Revenues mushroomed from word-of-mouth buzz, Gabe Newell claims

‘Sales jumped 4000%’ from Counter-Strike discount

Counter-Strike gross revenue jumped by 4,000 per cent following a 75 per cent price cut to the game, Valve president Gabe Newell has revealed.

Speaking at a recent conference in Seattle, Newell said he once described discount sales as ‘time-shifting revenue’ – in that they are sales that would ultimately have been made in the future.

But after a recent 75 per cent price cut on Counter-Strike Source, his perception has changed.

“Promotions on the digital channel increased sales at retail at the same time, and increased sales after the sale was finished, which falsified the temporal shifting and channel cannibalization arguments,” he said, as quoted by Geekwire.

“Essentially, your audience, the people who bought the game, were more effective than traditional promotional tools.”

He added Valve then tested the results on a third party product, to examine if it had “artificial home-field advantage”.

“We saw the same pricing phenomenon, 25 per cent, 50 per cent and 75 per cent very reliably generate different increases in gross revenue,” he said.

The figures suggest current full price models could be stifling revenue for new titles, with a plethora of games available to customers, particularly on mobiles, at a fraction of traditional costs.
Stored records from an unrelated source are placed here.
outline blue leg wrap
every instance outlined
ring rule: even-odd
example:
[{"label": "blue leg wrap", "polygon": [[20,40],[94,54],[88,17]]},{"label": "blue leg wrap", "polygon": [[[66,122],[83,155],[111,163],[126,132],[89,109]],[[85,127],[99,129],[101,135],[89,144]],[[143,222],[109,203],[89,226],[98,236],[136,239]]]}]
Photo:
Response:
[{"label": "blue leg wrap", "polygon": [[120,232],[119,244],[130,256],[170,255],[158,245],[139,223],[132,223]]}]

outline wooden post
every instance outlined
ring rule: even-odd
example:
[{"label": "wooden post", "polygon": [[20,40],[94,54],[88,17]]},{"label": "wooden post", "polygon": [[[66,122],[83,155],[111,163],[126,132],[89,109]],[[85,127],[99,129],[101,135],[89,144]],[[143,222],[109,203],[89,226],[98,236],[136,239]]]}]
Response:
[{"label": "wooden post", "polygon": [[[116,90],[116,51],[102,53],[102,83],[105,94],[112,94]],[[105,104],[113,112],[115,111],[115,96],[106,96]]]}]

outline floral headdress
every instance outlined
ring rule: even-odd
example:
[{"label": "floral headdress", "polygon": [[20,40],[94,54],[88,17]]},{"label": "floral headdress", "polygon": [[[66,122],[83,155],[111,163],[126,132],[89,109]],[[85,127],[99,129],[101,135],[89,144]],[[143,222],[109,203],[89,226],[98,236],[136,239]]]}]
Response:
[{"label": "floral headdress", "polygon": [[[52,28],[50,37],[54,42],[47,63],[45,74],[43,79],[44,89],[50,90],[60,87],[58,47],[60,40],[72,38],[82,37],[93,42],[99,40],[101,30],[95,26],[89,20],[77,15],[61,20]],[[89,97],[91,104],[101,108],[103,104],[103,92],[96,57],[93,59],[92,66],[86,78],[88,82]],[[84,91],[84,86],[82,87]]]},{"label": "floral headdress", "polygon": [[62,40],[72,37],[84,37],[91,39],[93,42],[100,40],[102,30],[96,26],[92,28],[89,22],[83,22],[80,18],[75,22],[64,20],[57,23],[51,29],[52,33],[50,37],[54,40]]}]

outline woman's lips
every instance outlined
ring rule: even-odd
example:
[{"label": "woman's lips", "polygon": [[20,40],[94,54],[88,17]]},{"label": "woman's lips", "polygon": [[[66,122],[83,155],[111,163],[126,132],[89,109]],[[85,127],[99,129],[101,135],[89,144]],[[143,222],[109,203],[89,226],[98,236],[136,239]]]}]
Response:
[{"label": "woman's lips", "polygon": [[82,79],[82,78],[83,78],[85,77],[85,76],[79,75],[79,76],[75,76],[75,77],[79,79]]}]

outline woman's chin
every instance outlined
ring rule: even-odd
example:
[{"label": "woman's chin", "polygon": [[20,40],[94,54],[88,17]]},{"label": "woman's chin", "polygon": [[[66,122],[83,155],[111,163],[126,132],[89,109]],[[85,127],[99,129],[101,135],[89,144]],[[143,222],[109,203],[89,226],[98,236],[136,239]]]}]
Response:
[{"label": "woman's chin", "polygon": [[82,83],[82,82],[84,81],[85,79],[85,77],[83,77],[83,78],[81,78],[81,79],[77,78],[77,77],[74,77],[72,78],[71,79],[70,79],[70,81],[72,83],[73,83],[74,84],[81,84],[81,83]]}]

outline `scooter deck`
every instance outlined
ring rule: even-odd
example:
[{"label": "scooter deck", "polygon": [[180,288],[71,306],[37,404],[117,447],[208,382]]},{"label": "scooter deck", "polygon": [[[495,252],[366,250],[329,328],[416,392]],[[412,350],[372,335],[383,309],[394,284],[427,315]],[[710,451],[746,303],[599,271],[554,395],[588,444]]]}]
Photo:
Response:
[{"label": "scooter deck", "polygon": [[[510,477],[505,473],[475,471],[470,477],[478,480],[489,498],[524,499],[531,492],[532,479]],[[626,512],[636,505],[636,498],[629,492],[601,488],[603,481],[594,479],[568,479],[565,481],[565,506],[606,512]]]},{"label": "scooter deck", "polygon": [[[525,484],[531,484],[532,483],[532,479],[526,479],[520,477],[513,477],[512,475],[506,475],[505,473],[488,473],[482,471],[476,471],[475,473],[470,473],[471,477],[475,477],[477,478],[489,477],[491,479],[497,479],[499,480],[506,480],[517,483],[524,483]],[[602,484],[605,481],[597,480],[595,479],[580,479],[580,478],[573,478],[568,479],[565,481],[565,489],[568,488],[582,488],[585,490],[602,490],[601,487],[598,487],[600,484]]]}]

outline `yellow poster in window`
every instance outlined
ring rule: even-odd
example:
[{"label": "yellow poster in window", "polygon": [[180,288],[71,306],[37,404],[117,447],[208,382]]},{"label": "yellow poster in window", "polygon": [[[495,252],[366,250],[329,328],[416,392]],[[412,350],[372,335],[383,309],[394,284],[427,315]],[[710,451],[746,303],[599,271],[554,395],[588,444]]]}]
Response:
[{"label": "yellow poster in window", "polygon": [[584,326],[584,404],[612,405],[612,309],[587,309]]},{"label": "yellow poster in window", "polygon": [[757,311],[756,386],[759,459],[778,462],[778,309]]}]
Further proof may be shown in the power of the sale and low price model as the current top seller in the Steam store is the Grand Theft Auto Complete pack, which has been discounted at 75 per cent off.

Free to pay

Elsewhere at the conference, Newell said he believes that making a game free-to-play is another method to increase audience size and revenue.

He said: “Our user base for our first product that we made free-to-play, Team Fortress 2, increased by a factor of five. That doesn’t make sense if you’re trying to think of it purely as a pricing phenomenon.”

He explained that calling a game free-to-play implies about the future value of the experience they’re going to have, making customers more likely to download.

Team Fortress 2, he added, was now seeing a 20 to 30 per cent conversion rate of people playing the game who buy something.

Steam has seen other studios follow the free-to-play method, taking away up-front costs and subscription-based pay models, with the addition of 12 free-to-play game’s to the digital store’s library such as Spiral Knights, Champions Online and Global Agenda.